“In the Garden” Collage Series
My garden looks a mess. Fallen leaves, tangled branches, winter buds, spent and spotted leaves, remnants of flowers and fruit, and traces of foraging raccoons and squirrels. If you can’t beat ‘em… join them. Lots of fodder for art!
The inspiration and some of the materials for “In The Garden” literally come from garden detritus. I’ve embraced techniques of collage in a method that I liken to quilting, piecing together shapes made of found materials, mixed papers, and images. Each work in the series provides a different perspective on the seasons changing from late summer to early winter, viewed as if peering out the window. Curtains and screening juxtaposed with organic materials reinforce the indoor/outdoor contrast. Organic materials include once-proud bougainvillea blooms, rose petals, redwood bark fragments, and fallen leaves, paired with slightly less-organic glitter and foil for abstracted yet intimate views encased in twelve inch shadow boxes.
In the Garden
This piece was made for the first round of art tag, where a work created on a designated theme is passed to a partner who in turn makes art inspired by work received.

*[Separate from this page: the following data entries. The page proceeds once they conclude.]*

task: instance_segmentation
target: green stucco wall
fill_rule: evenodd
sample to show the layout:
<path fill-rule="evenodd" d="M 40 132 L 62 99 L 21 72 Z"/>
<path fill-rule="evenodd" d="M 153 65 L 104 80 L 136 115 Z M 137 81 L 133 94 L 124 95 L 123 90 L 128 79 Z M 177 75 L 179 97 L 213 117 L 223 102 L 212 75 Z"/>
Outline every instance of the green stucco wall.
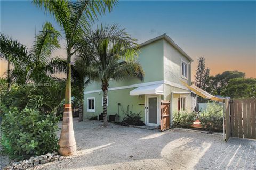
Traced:
<path fill-rule="evenodd" d="M 118 105 L 117 104 L 120 103 L 121 106 L 119 106 L 119 113 L 121 120 L 124 118 L 124 114 L 122 109 L 126 110 L 127 106 L 129 105 L 129 109 L 131 110 L 132 107 L 133 112 L 139 113 L 141 111 L 141 120 L 144 121 L 144 105 L 139 105 L 139 104 L 144 104 L 144 95 L 142 95 L 141 98 L 140 98 L 138 96 L 130 96 L 130 91 L 134 89 L 134 88 L 129 88 L 111 90 L 108 92 L 109 100 L 108 106 L 107 107 L 108 116 L 109 115 L 115 115 L 116 113 L 118 114 Z M 100 113 L 103 112 L 101 100 L 102 96 L 102 92 L 84 94 L 84 117 L 88 118 L 93 116 L 98 116 Z M 87 98 L 88 97 L 95 97 L 95 112 L 87 111 Z"/>
<path fill-rule="evenodd" d="M 145 73 L 143 82 L 137 78 L 130 78 L 118 82 L 110 81 L 109 88 L 163 80 L 164 79 L 163 43 L 164 40 L 160 39 L 142 47 L 138 52 L 138 56 L 137 59 L 142 66 Z M 101 83 L 93 82 L 86 87 L 85 91 L 101 89 Z"/>

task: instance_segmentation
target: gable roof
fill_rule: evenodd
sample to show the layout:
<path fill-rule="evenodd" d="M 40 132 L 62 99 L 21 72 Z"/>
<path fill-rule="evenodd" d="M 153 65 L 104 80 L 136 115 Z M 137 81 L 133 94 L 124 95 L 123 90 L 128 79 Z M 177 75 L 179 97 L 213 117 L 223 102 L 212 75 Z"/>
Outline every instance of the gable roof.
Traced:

My initial garden-themed work is an image of a swing composed of redwood bark as viewed through curtains made of recycled paper packing material. Trees are made of fern fronds, rose petals litter the ground, and a bower is suggested by dried bougainvillea blooms. Tulle netting across the surface secures fragments of leaves and glitter. It has a late summer feeling.
From my art tag partner, I received a beautiful abstract work that evoked garden pathways and elements of water, earth, and plants. My response was a paper quilt of similar colors–a fall pallet outside my norm–using square tiles of foil and tissue paper. The composition has patterns suggesting a path, a stream, trees, and bushes on a deep bronze background. Yellow and red shiny paper petals flit across the surface, while circles of screening were perfect to change the light. The shadows and colors give it a brisk air of late October.
A Walk in the Garden
Next, I received a diptych of similar colors as the first–golds, aqua, oranges, yellows, and gold–with delicate yet darkly shadowed landscape elements. By this time, the Japanese maple outside was bright red and dropping delicate leaves. I encased these in drapes of wax paper, laid over a patchwork of garden ground colors. I cut ghostly trees out of screening to evoke the late fall gardenscape, enhanced with gold glitter paint. It was definitely November.
Continuing the series, I grabbed a handful of fallen tree leaves from the deck–redwood, maple, crepe myrtle, lemon, and plum–laid over a patchwork of tissue colored foil. There is screening over the whole composition that changes the light and sparkle. A fortuitous discovery of cut silver paper provides a path into the distance, a tree trunk, or a sideways broken vessel, depending on how you see it. Shiny silver leaves (or is it rain?) fall across the surface. This must be December.
Watching the Season Change
A cat, secure inside, regards the falling leaves and the view across the yard outside. There is a spooky house in the distance, the sky is cold, and the trees are bare. But there is a patch of sun, cozy lace curtains and a sturdy window perch. With lace, redwood bark, and gel-preserved Japanese maple leaves. The windy, wintery landscape hints at the winter solstice.